Int J Cardiol. 2011 Apr 1;148(1):64-9. doi: 10.1016/j.ijcard.2009.10.025. Epub 2009 Nov 8.
ST/HR hysteresis is one of the better diagnostic exercise ECG variables for coronary artery disease. This study evaluates the long-term prognostic value of ST/HR hysteresis in predicting acute myocardial infarction (AMI) and all-cause mortality in men and women.
The study population consisted of 8317 patients who had undergone routine exercise test on bicycle ergometer at one Swedish centre. Information on AMI and all-cause mortality was obtained from national Swedish registers covering a mean follow-up period of 9.5 years.
The adjusted hazard ratio for AMI at a diagnostic cut point of ≤-20 µV for ST/HR hysteresis was 1.88 (95% CI, 1.62-2.17) in men and 2.31 (95% CI, 1.83-2.91) in women. For all-cause death the adjusted hazard ratio was 1.72 (95% CI, 1.52-1.96) in men and 1.90 (95% CI, 1.57-2.29) in women. The corresponding hazard ratios for ST-segment depression with horizontal or down-sloping ST-segment, ST-segment depression, ST/HR index, and ST/HR slope were lower. For comparison, the adjusted hazard ratio for AMI using maximal workload in percent of predicted was 2.02 (95% CI, 1.77-2.32) in men and 2.14 (95% CI, 1.71-2.67) in women. Area under the ROC curves for prediction of AMI was significantly larger using ST/HR hysteresis than using any of three other evaluated ECG indicators.
ST/HR hysteresis appears to improve the prognostic ability of an exercise ECG test for AMI and all-cause mortality in a long-term perspective compared to conventional ST-segment and ST/HR indicators in both genders and clearly more markedly in women.

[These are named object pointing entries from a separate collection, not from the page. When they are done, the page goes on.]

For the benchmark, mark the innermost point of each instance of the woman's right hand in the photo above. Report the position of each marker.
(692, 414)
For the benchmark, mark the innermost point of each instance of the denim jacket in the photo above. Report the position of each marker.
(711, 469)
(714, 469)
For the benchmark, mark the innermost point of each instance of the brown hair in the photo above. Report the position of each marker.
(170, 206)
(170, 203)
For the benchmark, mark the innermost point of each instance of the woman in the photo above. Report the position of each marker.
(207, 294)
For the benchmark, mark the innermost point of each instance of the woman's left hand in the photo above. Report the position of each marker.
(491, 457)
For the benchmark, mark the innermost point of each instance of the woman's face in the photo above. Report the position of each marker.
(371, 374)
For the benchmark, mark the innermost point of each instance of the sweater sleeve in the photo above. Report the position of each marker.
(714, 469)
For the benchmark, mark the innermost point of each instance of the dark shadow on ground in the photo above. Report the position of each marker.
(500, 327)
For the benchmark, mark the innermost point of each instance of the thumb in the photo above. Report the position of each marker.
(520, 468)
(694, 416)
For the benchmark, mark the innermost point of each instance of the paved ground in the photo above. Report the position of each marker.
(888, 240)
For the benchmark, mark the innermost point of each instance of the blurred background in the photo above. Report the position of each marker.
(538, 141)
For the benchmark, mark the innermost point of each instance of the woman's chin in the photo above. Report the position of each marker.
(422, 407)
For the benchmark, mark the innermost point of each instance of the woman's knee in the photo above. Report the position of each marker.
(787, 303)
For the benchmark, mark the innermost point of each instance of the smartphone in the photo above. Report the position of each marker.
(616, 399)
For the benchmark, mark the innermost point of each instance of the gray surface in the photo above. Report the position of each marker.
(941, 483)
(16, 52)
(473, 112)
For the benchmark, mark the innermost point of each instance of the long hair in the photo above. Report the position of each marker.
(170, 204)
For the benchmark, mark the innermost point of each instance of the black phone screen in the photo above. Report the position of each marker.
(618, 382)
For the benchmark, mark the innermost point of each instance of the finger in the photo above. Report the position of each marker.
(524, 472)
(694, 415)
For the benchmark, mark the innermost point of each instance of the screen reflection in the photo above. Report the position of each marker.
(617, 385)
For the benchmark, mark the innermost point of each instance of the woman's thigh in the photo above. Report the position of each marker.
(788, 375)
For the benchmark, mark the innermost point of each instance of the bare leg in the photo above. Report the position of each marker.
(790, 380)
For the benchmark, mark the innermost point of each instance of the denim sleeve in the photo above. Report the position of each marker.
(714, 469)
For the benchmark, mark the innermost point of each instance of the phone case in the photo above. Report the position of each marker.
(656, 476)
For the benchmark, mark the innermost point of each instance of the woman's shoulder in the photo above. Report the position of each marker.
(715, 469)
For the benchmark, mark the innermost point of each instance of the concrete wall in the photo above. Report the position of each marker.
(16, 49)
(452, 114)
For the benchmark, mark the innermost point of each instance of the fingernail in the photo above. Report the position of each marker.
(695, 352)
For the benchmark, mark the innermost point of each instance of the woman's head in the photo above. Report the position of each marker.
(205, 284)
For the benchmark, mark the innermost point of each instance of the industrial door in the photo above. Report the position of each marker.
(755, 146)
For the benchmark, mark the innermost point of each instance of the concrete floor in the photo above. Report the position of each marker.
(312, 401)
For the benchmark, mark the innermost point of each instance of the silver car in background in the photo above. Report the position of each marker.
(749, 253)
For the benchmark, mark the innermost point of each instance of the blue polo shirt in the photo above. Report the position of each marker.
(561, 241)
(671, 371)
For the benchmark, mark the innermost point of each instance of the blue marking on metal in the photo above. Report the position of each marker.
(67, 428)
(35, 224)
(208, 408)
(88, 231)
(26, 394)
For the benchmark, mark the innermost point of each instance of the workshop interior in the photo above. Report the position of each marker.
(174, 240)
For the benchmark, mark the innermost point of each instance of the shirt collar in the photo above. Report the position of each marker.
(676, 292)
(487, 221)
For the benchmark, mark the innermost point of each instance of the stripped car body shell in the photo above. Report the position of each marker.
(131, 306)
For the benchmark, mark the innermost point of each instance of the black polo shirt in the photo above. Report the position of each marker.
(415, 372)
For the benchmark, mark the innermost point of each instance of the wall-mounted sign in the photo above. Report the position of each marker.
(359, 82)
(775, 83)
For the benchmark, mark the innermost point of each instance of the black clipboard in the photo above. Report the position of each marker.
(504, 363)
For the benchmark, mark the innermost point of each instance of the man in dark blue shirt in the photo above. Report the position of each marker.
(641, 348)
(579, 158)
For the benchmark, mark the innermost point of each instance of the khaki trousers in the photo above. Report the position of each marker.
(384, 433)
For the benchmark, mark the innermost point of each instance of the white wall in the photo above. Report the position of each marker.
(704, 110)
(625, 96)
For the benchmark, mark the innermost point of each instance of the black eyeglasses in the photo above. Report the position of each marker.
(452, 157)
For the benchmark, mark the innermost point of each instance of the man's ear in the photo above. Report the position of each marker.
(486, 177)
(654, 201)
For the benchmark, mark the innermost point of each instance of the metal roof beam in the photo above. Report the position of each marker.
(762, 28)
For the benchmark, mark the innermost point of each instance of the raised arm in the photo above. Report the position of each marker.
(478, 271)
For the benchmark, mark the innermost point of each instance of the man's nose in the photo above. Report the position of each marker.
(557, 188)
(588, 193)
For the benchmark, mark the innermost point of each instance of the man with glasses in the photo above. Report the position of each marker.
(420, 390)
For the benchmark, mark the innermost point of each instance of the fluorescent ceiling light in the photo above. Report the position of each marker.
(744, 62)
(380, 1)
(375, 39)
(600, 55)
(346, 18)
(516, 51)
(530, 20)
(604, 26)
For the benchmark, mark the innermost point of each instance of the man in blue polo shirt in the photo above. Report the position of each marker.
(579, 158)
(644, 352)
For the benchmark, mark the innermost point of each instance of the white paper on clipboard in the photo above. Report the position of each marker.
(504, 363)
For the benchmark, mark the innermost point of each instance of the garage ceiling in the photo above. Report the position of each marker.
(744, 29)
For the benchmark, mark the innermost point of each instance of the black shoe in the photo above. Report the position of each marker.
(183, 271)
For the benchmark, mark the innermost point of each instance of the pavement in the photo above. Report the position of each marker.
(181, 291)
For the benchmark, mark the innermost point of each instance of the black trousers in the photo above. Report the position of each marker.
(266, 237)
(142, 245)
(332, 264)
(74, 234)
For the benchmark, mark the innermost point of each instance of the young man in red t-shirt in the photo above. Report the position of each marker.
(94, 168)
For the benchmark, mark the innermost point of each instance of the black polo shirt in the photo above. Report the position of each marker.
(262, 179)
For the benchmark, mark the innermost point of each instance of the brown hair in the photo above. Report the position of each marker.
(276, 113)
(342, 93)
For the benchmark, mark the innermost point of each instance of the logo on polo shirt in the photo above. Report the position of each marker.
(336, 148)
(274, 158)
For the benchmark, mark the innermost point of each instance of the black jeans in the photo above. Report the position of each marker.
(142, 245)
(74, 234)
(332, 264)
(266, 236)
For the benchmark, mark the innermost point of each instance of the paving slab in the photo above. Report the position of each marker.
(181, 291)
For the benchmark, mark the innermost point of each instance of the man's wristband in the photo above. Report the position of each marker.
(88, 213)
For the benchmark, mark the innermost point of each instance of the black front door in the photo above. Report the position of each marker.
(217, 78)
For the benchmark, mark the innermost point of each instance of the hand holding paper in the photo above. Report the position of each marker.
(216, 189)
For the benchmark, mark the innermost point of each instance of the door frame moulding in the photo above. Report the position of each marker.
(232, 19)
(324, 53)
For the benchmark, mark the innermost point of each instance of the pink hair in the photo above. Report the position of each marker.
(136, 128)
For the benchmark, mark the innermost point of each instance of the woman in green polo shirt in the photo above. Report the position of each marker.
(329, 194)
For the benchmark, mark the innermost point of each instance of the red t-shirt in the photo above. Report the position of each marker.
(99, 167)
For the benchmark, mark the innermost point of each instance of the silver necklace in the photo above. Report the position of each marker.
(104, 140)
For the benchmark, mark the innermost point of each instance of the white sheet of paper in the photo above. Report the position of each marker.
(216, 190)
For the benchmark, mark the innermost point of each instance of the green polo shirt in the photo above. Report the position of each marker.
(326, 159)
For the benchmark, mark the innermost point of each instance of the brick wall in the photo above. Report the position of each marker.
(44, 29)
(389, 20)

ST/HR 滞后是诊断运动心电图变量中预测冠状动脉疾病的较好指标之一。本研究评估了 ST/HR 滞后在预测男性和女性急性心肌梗死(AMI)和全因死亡率方面的长期预后价值。
研究人群由在瑞典一家中心接受常规踏车运动试验的 8317 例患者组成。通过国家瑞典登记册获取 AMI 和全因死亡率信息,随访期平均为 9.5 年。
ST/HR 滞后的诊断切点为≤-20µV 时,男性 AMI 的调整后的危险比为 1.88(95%CI,1.62-2.17),女性为 2.31(95%CI,1.83-2.91)。对于全因死亡,男性的调整后危险比为 1.72(95%CI,1.52-1.96),女性为 1.90(95%CI,1.57-2.29)。ST 段压低伴水平或下斜型 ST 段、ST 段压低、ST/HR 指数和 ST/HR 斜率的相应危险比较低。相比之下,最大预测工作负荷百分比的 AMI 调整后危险比为男性 2.02(95%CI,1.77-2.32),女性 2.14(95%CI,1.71-2.67)。ST/HR 滞后预测 AMI 的 ROC 曲线下面积明显大于其他三种评估心电图指标。
与传统的 ST 段和 ST/HR 指标相比,ST/HR 滞后在男性和女性中均能显著提高 AMI 和全因死亡率的运动心电图试验的预后能力,在女性中更为明显。